Various Ammonite Scripts for Working with AWS. This is a work in progress, but there is a lot of useful code here which also shows how to use Ammonite/Scala for DevOps automation. One of the key motivations here is to limit the number of languages & frameworks you & your organization need to learn. Ammonite scripts allows for bash-ing out so you can use the very simple & straightforward CLI commands the Cloud vendors provide & avoid the more complex SDKs. Unlike Python, Scala is type safe so you can discover most errors at compile-time. The Ammonite REPL is also a great environment for testing code snippets and figuring out by experimentation how to get things to work. You might want to consider using my Ensimizer which allows for Scala higlighting & code completion in text editors, since none yet support Ammonite's .sc
extension (IntelliJ is working on it).
Besides Ammonite, the main frameworks we use are:
- Circe - for parsing the AWS JSON results
- Ciris - for using Scala code for compiled configurations. it makes use of
- Enumeratum - for enumerated types which allow for dynamic configurations
The process implemented in the top level doSQSMsgProc.sc
script has the following steps:
- User copies files over to an S3 Bucket to initiate a process. The last file that gets copied over is success.txt
- The copy initiates a Lambda (currently in Python in another project, but we hope to move this to Scala too). The Lambda starts up the EC2 and send the event over to SQS
- Once the EC2 starts a bash script
procSQSMsg
is initiated by crontab. It sets up environment, moves to proper directory & invokes the Ammonite script. - That first tries pulling events from all known queues (in configuration)

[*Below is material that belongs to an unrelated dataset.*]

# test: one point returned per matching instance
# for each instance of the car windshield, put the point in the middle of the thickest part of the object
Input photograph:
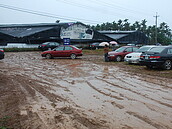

- If an event is found that is < 24 hours old, the script parses the event to get the bucket and the object key.
- Knowing this, configuration can tell it what files to copy from S3 to itself.
- Knowing the bucket, the configuration also knows what Ammonite script to call to do the processing.
- when processing is done the results are copied over to the dynamically determined output bucket.
- Once completed, SNS notification is sent & server shutdown.
The scripts provides error handling & simple logging which helps in figuring out what went wrong. The particular example involves processing some files using an R package. The package is already installed on the server so R scripting is almost trivial.
We use a standard structure for files and directories on the disk which makes using this script for different applications easy:
/data - top level
../Scripts - where these scripts are stored& run from
..../Logs - where logs are written
../<application> - top level directory for each application
..../DataIn - where files to be processed are copied from the S3 bucket named something like <application>-In
..../DataOut - where files post-processed are stored & then copied to the bucket named something like <application>-Out
To Do
- Build Tests
- Functional version of logging and error handling :)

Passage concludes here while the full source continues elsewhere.